Assim, have/haben e haver/haber não podem vir do mesmo étimo ancestral, as consoantes não batem. As fricativas na raiz das palavras germânicas costumam corresponder a oclusivas nas palavras germânicas. Assim, o verdadeiro cognato de have/haben em latim é o verbo capere, que corresponde uma raiz com duas consoantes oclusivas kap-. Comparando-se essa forma não com as formas do inglês e do alemão atuais, mas com a forma mais antiga de [to] have o verbo hæfan do anglo-saxônico, a correspondência entre uma raiz kap-, em latim, e uma raiz haf-, em germânico, se mostra mais clara. Assim, o cognato de have/haben, é o verbo caber, em português (e espanhol).

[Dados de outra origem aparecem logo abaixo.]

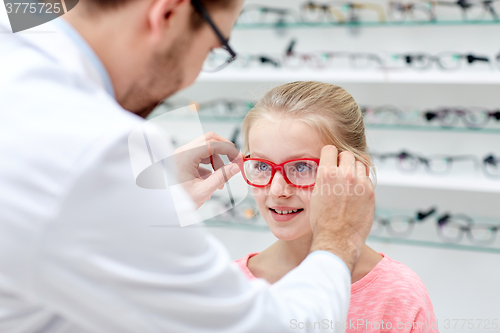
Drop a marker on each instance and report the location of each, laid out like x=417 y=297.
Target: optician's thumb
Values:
x=217 y=179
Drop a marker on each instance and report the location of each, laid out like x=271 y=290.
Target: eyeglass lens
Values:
x=301 y=173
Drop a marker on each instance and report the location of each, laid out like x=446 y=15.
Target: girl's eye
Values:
x=302 y=167
x=263 y=166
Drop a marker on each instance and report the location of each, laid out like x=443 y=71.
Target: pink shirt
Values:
x=390 y=298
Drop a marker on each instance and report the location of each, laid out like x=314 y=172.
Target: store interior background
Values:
x=461 y=278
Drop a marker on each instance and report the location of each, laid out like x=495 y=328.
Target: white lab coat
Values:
x=77 y=253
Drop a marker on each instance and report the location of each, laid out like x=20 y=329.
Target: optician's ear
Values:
x=161 y=13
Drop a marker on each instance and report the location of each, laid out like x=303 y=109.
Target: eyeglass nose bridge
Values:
x=281 y=169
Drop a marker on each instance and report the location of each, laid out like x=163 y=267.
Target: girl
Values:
x=285 y=132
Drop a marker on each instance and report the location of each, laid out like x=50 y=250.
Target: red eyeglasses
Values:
x=299 y=172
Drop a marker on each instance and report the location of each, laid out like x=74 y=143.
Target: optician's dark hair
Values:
x=196 y=20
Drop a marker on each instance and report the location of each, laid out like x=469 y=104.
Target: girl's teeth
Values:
x=286 y=212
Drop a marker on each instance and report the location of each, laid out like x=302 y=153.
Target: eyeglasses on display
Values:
x=474 y=118
x=452 y=227
x=224 y=55
x=414 y=11
x=399 y=225
x=444 y=60
x=255 y=14
x=435 y=164
x=471 y=10
x=336 y=12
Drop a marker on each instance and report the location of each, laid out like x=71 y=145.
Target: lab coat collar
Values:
x=59 y=41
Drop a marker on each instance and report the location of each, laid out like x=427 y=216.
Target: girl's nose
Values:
x=279 y=186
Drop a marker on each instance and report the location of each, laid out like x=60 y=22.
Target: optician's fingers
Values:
x=205 y=173
x=202 y=140
x=210 y=136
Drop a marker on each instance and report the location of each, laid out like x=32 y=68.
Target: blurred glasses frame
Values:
x=282 y=16
x=323 y=11
x=409 y=9
x=275 y=167
x=225 y=42
x=473 y=118
x=421 y=61
x=461 y=224
x=466 y=5
x=413 y=161
x=409 y=221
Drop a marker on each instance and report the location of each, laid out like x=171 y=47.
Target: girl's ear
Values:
x=366 y=158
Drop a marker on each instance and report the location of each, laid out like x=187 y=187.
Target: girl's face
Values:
x=279 y=141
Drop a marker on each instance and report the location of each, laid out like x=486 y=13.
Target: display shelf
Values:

Por outro lado, a aspirada h em início de palavra, em latim, costuma corresponder a uma oclusiva sonora em germânico, como se vê no gótico gasts, bi-gietan (for-gotten) e no latim hostis, prae-hendere. Já a oclusiva sonora em meio de palavra em latim só pode corresponder a uma oclusiva sonora em meio de palavra em germânico, ambas derivadas de uma oclusiva sonora aspirada *bh, em proto-indo-europeu. Isso nos daria uma raiz original *ghabh, que é encontrada, por exemplo, no verbo inglês to give e no alemão geben.

O linguista francês Émile Benveniste observou que as línguas indo-europeias costumam apresentar uma espécie de confusão entre os étimos de verbos que indicam relações de posse, especificamente entre as noções de “ter”, “tomar (à força)” e “dar”. Assim, o verbo “dar” de diversos ramos indo-europeus (latim, grego, eslavo), que se encontra no nosso verbo dar, corresponde ao verbo hitita dai, que significa “tomar”. Na linha de Benveniste, somos tentados a ligar essa facilidade com que “ter” pode ser “tomar” pode ser “dar” com uma ideia muito forte de “propriedade” nas instituições das sociedades indo-europeias, que pode se originar de uma concessão quanto da conquista ou do saque, sempre justificados de alguma forma. Isso combina com uma natureza expansionista intrínseca das sociedades indo-europeias, que através da formação de impérios convencionais (hitita, persa, romano) ou coloniais (as potências coloniais europeias a partir do século XV, expandiram as línguas indo-europeias para todos os continentes (incluindo a Antártida). Mas esse é um tema controverso e fica pra outra conversa…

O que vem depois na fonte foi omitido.